UPDATED: 13. SEP 2016, AT 10:42

Slovak teachers to walk out once again

Only 1,773 teachers at 106 Slovak schools will take part in another strike organised by the Initiative of Slovak Teachers.

The previous strike organised by the Initiative of Slovak Teachers in early 2016.The previous strike organised by the Initiative of Slovak Teachers in early 2016. (Source: Sme)

Slovak teachers began another “graded strike” in order to increase tariff salaries of pedagogical and professional employees in regional schools by €140 in 2016 and €90 from the beginning of 2017 on September 13.

In addition to higher salaries, the organiser of the one-class strike, the Initiative of Slovak Teachers (ISU) calls for reappraisal of credit education of teachers and increase of budgets of the education and interior ministries by a total of €400 million to remove disparities in school facilities. While the strike limits the teaching of only 1,773 teachers at 106 schools, there are 89,000 teachers at more than 2,900 kindergartens, 2,100 primary and 860 secondary schools in Slovakia, the TASR newswire reported.

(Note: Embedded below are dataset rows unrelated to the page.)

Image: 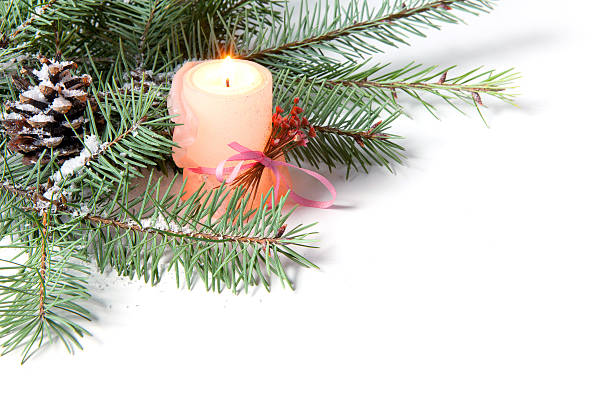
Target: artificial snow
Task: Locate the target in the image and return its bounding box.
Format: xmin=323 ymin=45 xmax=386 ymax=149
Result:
xmin=28 ymin=113 xmax=55 ymax=123
xmin=40 ymin=79 xmax=57 ymax=91
xmin=51 ymin=96 xmax=72 ymax=110
xmin=62 ymin=89 xmax=87 ymax=98
xmin=0 ymin=112 xmax=23 ymax=120
xmin=40 ymin=136 xmax=64 ymax=147
xmin=45 ymin=135 xmax=106 ymax=186
xmin=13 ymin=103 xmax=40 ymax=113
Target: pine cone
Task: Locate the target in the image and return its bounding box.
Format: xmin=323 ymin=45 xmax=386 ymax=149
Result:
xmin=1 ymin=56 xmax=103 ymax=164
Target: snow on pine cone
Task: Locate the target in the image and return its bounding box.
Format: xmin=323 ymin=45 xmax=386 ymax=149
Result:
xmin=1 ymin=56 xmax=103 ymax=164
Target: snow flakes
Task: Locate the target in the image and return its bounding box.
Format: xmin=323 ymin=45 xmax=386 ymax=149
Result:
xmin=32 ymin=64 xmax=49 ymax=82
xmin=22 ymin=87 xmax=47 ymax=103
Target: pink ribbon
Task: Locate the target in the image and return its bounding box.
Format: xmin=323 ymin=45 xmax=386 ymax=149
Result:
xmin=189 ymin=142 xmax=336 ymax=208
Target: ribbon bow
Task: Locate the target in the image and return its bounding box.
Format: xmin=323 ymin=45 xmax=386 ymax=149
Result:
xmin=189 ymin=142 xmax=336 ymax=208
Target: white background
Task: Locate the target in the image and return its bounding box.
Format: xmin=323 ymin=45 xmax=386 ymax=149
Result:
xmin=0 ymin=0 xmax=612 ymax=408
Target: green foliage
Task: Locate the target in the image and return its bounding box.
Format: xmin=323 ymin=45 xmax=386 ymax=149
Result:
xmin=0 ymin=0 xmax=517 ymax=361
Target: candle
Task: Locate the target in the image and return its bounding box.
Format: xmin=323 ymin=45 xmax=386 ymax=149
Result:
xmin=168 ymin=57 xmax=286 ymax=204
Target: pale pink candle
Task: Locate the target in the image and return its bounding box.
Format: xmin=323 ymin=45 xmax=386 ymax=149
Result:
xmin=168 ymin=57 xmax=286 ymax=203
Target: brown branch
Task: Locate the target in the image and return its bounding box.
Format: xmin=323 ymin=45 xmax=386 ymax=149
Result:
xmin=244 ymin=0 xmax=470 ymax=59
xmin=38 ymin=212 xmax=48 ymax=319
xmin=138 ymin=0 xmax=159 ymax=58
xmin=83 ymin=215 xmax=282 ymax=245
xmin=10 ymin=0 xmax=57 ymax=41
xmin=313 ymin=125 xmax=389 ymax=147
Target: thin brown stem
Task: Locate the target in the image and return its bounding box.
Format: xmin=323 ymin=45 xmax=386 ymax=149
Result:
xmin=83 ymin=215 xmax=282 ymax=245
xmin=326 ymin=80 xmax=506 ymax=93
xmin=10 ymin=0 xmax=57 ymax=41
xmin=138 ymin=0 xmax=159 ymax=59
xmin=245 ymin=0 xmax=469 ymax=59
xmin=313 ymin=125 xmax=389 ymax=146
xmin=38 ymin=211 xmax=48 ymax=319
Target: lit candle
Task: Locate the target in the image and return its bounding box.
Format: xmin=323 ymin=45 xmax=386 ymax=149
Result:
xmin=168 ymin=57 xmax=286 ymax=202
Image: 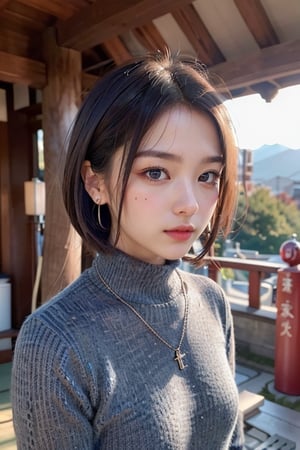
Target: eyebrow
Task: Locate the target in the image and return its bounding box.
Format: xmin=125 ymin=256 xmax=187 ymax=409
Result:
xmin=136 ymin=149 xmax=224 ymax=164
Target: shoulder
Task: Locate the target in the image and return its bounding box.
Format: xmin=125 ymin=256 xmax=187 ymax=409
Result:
xmin=18 ymin=270 xmax=104 ymax=352
xmin=180 ymin=270 xmax=231 ymax=323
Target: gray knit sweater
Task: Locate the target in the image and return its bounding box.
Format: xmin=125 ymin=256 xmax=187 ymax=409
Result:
xmin=12 ymin=251 xmax=242 ymax=450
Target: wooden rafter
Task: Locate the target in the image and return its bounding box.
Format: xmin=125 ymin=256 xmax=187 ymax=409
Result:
xmin=57 ymin=0 xmax=190 ymax=50
xmin=133 ymin=22 xmax=167 ymax=52
xmin=173 ymin=5 xmax=225 ymax=66
xmin=18 ymin=0 xmax=89 ymax=20
xmin=0 ymin=0 xmax=10 ymax=11
xmin=102 ymin=37 xmax=132 ymax=65
xmin=0 ymin=51 xmax=46 ymax=88
xmin=210 ymin=39 xmax=300 ymax=89
xmin=234 ymin=0 xmax=284 ymax=48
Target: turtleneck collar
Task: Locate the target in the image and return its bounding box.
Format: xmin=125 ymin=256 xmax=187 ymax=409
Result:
xmin=89 ymin=246 xmax=181 ymax=304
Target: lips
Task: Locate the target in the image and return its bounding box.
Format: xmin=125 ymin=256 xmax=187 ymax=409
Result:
xmin=165 ymin=225 xmax=195 ymax=241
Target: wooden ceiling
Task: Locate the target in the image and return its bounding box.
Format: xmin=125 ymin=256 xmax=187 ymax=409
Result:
xmin=0 ymin=0 xmax=300 ymax=101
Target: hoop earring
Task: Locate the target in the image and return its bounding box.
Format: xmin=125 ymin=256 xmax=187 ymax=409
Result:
xmin=97 ymin=203 xmax=107 ymax=231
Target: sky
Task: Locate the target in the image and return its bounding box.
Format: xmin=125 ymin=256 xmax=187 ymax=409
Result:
xmin=225 ymin=85 xmax=300 ymax=150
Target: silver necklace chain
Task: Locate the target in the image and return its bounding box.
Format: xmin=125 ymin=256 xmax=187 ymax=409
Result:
xmin=96 ymin=265 xmax=189 ymax=370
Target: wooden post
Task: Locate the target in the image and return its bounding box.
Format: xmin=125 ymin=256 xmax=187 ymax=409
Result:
xmin=41 ymin=28 xmax=81 ymax=303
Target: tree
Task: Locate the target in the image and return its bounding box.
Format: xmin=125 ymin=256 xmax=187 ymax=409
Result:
xmin=234 ymin=187 xmax=300 ymax=254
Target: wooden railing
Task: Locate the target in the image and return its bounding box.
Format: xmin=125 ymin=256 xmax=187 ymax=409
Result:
xmin=205 ymin=256 xmax=286 ymax=309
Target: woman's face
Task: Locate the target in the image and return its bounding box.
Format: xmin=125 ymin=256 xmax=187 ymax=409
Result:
xmin=101 ymin=107 xmax=223 ymax=264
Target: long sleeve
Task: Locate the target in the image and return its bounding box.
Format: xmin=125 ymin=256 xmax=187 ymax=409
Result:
xmin=12 ymin=319 xmax=93 ymax=450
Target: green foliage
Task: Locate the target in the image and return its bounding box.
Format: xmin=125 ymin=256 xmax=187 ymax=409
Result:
xmin=234 ymin=187 xmax=300 ymax=254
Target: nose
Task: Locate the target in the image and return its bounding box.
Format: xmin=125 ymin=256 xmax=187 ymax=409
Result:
xmin=174 ymin=182 xmax=199 ymax=216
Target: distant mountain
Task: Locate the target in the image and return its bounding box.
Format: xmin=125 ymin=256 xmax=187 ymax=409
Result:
xmin=252 ymin=145 xmax=300 ymax=184
xmin=253 ymin=144 xmax=290 ymax=164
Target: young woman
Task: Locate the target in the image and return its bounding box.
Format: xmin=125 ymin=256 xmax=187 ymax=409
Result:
xmin=12 ymin=54 xmax=243 ymax=450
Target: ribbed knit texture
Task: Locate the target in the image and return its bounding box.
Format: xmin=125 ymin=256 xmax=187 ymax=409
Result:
xmin=12 ymin=251 xmax=246 ymax=450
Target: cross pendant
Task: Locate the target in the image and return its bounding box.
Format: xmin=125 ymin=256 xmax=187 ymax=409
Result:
xmin=174 ymin=348 xmax=187 ymax=370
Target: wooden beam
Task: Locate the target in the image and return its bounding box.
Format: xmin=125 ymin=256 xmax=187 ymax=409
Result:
xmin=56 ymin=0 xmax=191 ymax=50
xmin=209 ymin=39 xmax=300 ymax=89
xmin=132 ymin=22 xmax=167 ymax=52
xmin=102 ymin=36 xmax=132 ymax=66
xmin=234 ymin=0 xmax=280 ymax=48
xmin=173 ymin=5 xmax=225 ymax=66
xmin=41 ymin=28 xmax=81 ymax=302
xmin=0 ymin=0 xmax=10 ymax=11
xmin=15 ymin=0 xmax=85 ymax=20
xmin=0 ymin=51 xmax=46 ymax=89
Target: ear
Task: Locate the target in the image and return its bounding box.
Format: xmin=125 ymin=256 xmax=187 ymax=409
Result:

Meanwhile, Education Minister Peter Plavčan responded with an increase in salaries as of early September and plans to negotiate with Finance Minister Peter Kažimír concerning higher salaries in 2017.

“The first two laws approved by the parliament refer to education and one of them meant raising the teachers’ salaries in which we want to keep on as the government statement declares it,” said Plavčan, as quoted by TASR.

Read also:Teachers plan to go on gradual strike next Tuesday Read more 

If the changes do not occur, ISU will continue the strike with two omitted classes on September 21 or with three classes on September 29. The strike lacks support of the Slovak Workers in Education and Science Trade Union (OZPSaV) and the Confederation of Trade Unions (KOZ) because of the commitment to the results of collective bargaining from 2015.

ISU together with several university teachers also arranged the previous strike held from January 25 to March 7, significantly changing the course of the pre-election campaign, but they have not yet seen their demands met.